Actually, the way they are building cars today, it is hard for the average guy to maintain their cars except for oil, Air Filter or plug changes. Not everyone has access to a computer and carries a tuner in their back pocket. Most of these shops cater to the ricers. The shops are loaded with stickers, junk to hang off your rear view mirrors, Lights to replace your windshield wiper sprayer, Cheap plastic engine detail kits, 900 kinds of wax. You will be lucky if they have anything or Quality for your car except tires . Kind of like shopping at the BARGAIN BASEMENT at J.C PENNEY'S or SEARS


----------



## PAULCAPASSO (Dec 25, 2007)

I agree with LOWET, I stopped going to PEPBOYS when they started selling cheap dirtbikes and gocarts, and couldn't get a cap and rotor for a chevy camaro. there is alot of crap stocked there, and the only good things they carry for american muscle cars are for yesterdays Chevrolet's and Fords. Other then that, total rice rocket crap.
NEVER LET THEM WORK ON YOUR CAR! you'll be lucky to find a mechanic with a ASE and or tools in their tool box. My secretary brought her car there for a battery, 375.00 later she had a new alternator on a 26,000 mile honda accord and coned her into a new set of brakes that were just done by me not long before the battery. They break things on purpose I think. Talking to their main office is like talking to a Dell computer tech support rep from India. Peace them out! When are they going to get more "Real" parts stores in this world that sell "Real" Car parts!? I know I wouldn't buy any parts from there and put them on my goat. I would put my own gun to my head first.


----------



## Wing_Nut (Mar 6, 2005)

Ulrich und Wolfgang maintain my cars. I would never soil my hands with such pedestrian endeavors.


----------



## NJG8GT (Nov 14, 2007)

Local NAPA Auto Part Store and Advance Auto Parts are two nice part stores.


----------



## PAULCAPASSO (Dec 25, 2007)

even advance auto parts or NAPA i'm sketchy about too. I'd rather pay for the OEM or some name brand performance part before one of them. but for small stuff i guess their ok.


----------



## NJG8GT (Nov 14, 2007)

PAULCAPASSO said:


> even advance auto parts or NAPA i'm sketchy about too. I'd rather pay for the OEM or some name brand performance part before one of them. but for small stuff i guess their ok.

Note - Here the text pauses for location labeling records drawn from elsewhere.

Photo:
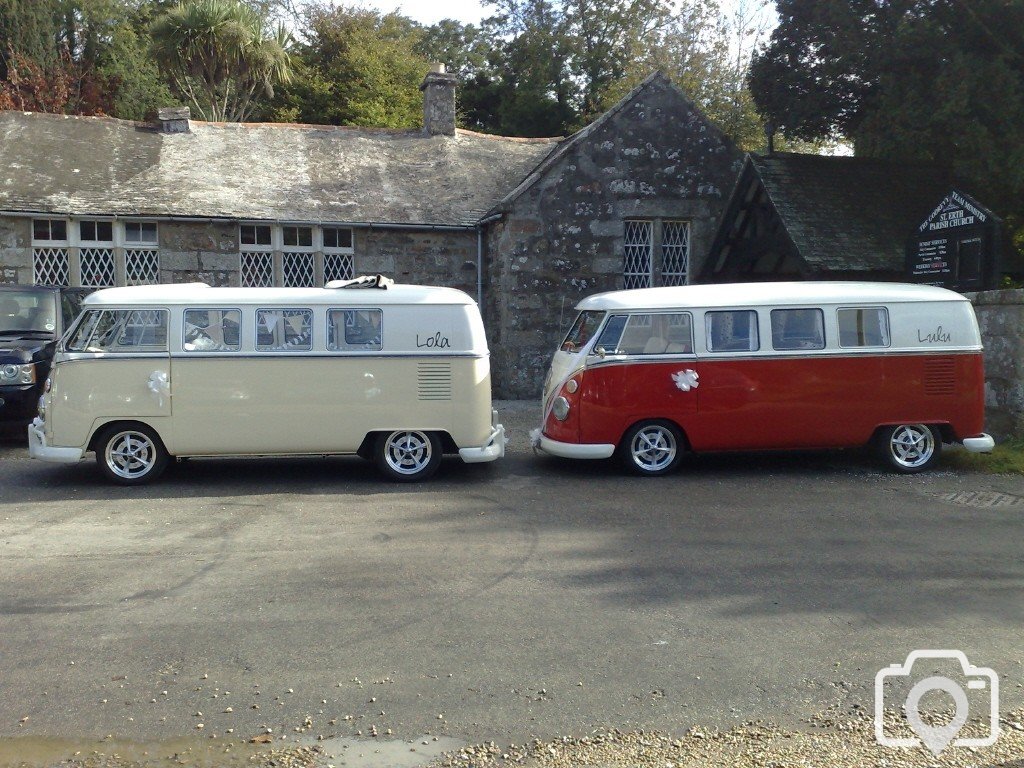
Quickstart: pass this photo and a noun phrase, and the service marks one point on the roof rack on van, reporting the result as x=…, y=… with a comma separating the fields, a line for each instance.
x=364, y=281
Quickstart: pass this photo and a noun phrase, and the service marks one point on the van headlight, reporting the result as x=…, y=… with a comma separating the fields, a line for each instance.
x=560, y=408
x=13, y=374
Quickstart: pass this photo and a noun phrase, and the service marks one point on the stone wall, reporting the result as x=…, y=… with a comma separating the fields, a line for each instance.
x=561, y=239
x=1000, y=316
x=192, y=252
x=208, y=252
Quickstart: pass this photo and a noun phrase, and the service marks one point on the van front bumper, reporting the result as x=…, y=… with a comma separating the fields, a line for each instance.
x=569, y=450
x=492, y=450
x=983, y=443
x=39, y=450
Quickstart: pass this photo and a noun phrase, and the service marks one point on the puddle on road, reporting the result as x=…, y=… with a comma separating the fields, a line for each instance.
x=34, y=752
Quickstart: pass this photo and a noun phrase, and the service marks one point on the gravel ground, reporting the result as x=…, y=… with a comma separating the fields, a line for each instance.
x=838, y=742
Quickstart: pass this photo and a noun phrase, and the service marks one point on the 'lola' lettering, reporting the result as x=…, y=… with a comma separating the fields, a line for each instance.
x=936, y=337
x=433, y=342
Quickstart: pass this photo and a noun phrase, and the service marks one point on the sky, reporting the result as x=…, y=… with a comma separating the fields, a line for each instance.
x=431, y=11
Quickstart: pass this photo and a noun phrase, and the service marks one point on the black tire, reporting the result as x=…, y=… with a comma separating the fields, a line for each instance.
x=651, y=448
x=131, y=454
x=908, y=449
x=408, y=455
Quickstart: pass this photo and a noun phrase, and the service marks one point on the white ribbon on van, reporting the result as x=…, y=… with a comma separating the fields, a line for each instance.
x=160, y=384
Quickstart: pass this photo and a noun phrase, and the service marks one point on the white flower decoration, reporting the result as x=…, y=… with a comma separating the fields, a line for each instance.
x=686, y=380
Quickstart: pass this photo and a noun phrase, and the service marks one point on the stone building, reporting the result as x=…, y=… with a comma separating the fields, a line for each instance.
x=795, y=216
x=527, y=226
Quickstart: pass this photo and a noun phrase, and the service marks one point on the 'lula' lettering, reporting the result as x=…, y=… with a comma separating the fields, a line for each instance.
x=936, y=337
x=433, y=342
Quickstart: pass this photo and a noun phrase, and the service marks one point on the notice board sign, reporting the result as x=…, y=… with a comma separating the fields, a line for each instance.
x=955, y=247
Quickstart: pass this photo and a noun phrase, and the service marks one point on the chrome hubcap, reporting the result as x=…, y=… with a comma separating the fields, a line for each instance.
x=911, y=444
x=653, y=449
x=408, y=453
x=130, y=455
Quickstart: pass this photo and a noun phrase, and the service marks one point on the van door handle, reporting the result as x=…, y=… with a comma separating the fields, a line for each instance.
x=160, y=384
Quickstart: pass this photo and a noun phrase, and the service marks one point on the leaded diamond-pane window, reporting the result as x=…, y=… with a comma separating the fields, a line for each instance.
x=257, y=269
x=637, y=247
x=97, y=267
x=95, y=231
x=141, y=266
x=49, y=230
x=675, y=252
x=337, y=266
x=50, y=266
x=299, y=270
x=297, y=237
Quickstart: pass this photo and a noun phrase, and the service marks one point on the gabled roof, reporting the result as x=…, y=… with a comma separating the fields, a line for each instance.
x=102, y=166
x=565, y=146
x=850, y=214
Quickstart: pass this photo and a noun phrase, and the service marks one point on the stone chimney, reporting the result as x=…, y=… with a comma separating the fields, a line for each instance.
x=438, y=101
x=173, y=119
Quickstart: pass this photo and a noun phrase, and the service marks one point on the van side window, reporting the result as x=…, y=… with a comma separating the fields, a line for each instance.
x=212, y=331
x=353, y=329
x=798, y=329
x=652, y=334
x=121, y=331
x=733, y=331
x=284, y=330
x=863, y=327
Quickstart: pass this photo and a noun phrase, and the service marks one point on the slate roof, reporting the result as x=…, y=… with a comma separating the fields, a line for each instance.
x=850, y=214
x=103, y=166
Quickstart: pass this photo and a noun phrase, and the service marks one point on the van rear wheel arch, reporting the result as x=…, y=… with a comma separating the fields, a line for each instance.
x=909, y=448
x=366, y=449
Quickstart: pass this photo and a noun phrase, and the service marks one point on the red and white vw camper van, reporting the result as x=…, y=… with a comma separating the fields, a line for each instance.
x=651, y=373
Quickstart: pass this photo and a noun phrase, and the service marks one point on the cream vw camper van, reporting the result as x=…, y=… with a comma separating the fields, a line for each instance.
x=397, y=374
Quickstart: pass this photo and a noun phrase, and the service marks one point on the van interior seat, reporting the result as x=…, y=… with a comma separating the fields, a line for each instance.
x=655, y=345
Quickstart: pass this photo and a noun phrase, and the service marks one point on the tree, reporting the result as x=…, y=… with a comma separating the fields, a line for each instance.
x=358, y=67
x=219, y=55
x=932, y=80
x=79, y=56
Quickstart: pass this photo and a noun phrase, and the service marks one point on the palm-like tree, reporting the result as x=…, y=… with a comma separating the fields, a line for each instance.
x=220, y=56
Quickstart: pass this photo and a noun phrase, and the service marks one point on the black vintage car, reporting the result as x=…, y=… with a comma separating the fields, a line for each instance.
x=32, y=321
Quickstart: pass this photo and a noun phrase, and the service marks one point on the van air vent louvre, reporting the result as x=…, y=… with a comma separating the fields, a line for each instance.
x=940, y=376
x=434, y=381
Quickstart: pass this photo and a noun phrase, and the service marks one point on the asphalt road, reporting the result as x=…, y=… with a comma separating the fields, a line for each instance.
x=529, y=597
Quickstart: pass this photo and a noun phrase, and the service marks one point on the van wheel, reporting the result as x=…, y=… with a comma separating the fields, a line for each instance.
x=909, y=448
x=131, y=455
x=408, y=456
x=651, y=448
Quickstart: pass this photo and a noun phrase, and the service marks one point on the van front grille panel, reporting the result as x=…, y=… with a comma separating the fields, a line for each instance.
x=940, y=376
x=434, y=381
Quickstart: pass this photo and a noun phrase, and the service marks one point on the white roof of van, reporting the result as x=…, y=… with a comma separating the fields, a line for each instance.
x=760, y=294
x=200, y=294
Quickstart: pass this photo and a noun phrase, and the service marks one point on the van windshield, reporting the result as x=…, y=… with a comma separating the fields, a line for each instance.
x=120, y=331
x=582, y=331
x=28, y=311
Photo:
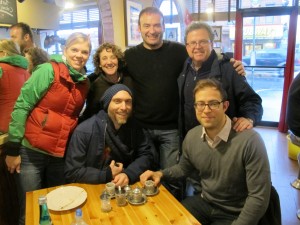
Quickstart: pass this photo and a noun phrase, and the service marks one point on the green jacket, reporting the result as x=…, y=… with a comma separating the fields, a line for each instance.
x=31, y=93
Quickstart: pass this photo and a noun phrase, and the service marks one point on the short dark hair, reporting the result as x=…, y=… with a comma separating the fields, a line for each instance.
x=213, y=83
x=197, y=26
x=38, y=55
x=25, y=29
x=151, y=10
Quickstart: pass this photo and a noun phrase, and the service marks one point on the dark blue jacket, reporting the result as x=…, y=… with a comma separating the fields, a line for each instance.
x=243, y=100
x=84, y=157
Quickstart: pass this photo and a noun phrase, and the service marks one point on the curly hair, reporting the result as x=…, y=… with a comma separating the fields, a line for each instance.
x=25, y=29
x=115, y=50
x=10, y=47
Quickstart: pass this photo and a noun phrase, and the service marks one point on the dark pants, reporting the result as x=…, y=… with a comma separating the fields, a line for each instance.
x=205, y=213
x=38, y=171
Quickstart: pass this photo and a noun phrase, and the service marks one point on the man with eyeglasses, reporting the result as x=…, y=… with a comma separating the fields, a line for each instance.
x=245, y=105
x=233, y=166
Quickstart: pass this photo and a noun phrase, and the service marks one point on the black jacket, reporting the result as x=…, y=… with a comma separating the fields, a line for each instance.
x=85, y=153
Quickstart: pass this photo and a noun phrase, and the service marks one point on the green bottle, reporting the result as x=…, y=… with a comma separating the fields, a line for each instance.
x=45, y=218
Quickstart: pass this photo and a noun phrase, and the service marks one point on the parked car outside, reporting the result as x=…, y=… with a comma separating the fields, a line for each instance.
x=269, y=62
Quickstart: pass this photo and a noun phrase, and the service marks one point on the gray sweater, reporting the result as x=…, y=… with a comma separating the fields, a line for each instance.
x=235, y=176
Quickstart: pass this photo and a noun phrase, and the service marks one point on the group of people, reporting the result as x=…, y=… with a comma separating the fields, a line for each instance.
x=143, y=113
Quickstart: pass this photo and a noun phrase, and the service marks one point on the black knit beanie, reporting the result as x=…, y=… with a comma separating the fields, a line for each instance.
x=110, y=92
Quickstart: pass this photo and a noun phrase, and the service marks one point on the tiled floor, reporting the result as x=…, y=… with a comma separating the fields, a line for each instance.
x=284, y=170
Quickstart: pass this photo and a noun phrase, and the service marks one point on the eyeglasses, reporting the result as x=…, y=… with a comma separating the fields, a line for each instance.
x=200, y=106
x=193, y=44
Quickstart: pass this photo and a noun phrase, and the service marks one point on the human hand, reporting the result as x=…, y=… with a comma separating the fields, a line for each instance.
x=238, y=66
x=116, y=168
x=121, y=179
x=242, y=123
x=13, y=163
x=147, y=175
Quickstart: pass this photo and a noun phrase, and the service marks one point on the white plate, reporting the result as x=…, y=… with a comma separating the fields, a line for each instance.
x=65, y=198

yea, like plugs oil mufflers filters sealers etc


----------



## GTO JUDGE (May 14, 2005)

Advanced Auto and some places like that, you have to beware of remanufactured parts they sell. Big price difference when you call a NAPA store and they quote you a NEW part price and you call an Advanced Auto and they give you a rebuilt price. Often times if you don't ask they don't tell. Always ask. 

I know of instances where multiple starters were put on the same car until one was found that worked. That can be real aggravating, same with alternators. 

MANY NAPA parts are, or were manufactured by Dana. When I worked for Dana they gave us a booklet of parts NAPA stocked from Dana, but no we did NOT get a discount on parts, Go figure. Rule of thumb.....You get what you pay for.


----------



## LOWET (Oct 21, 2007)

NJgoat said:


> Local NAPA Auto Part Store and Advance Auto Parts are two nice part stores.


 For my GTO I am going to have my speed shop do everything, even a stinking oil change. As for my New Sahara, the dealer get's that one. They charge their new and used vehicle customers $24.95 for a oil change and tire rotation


----------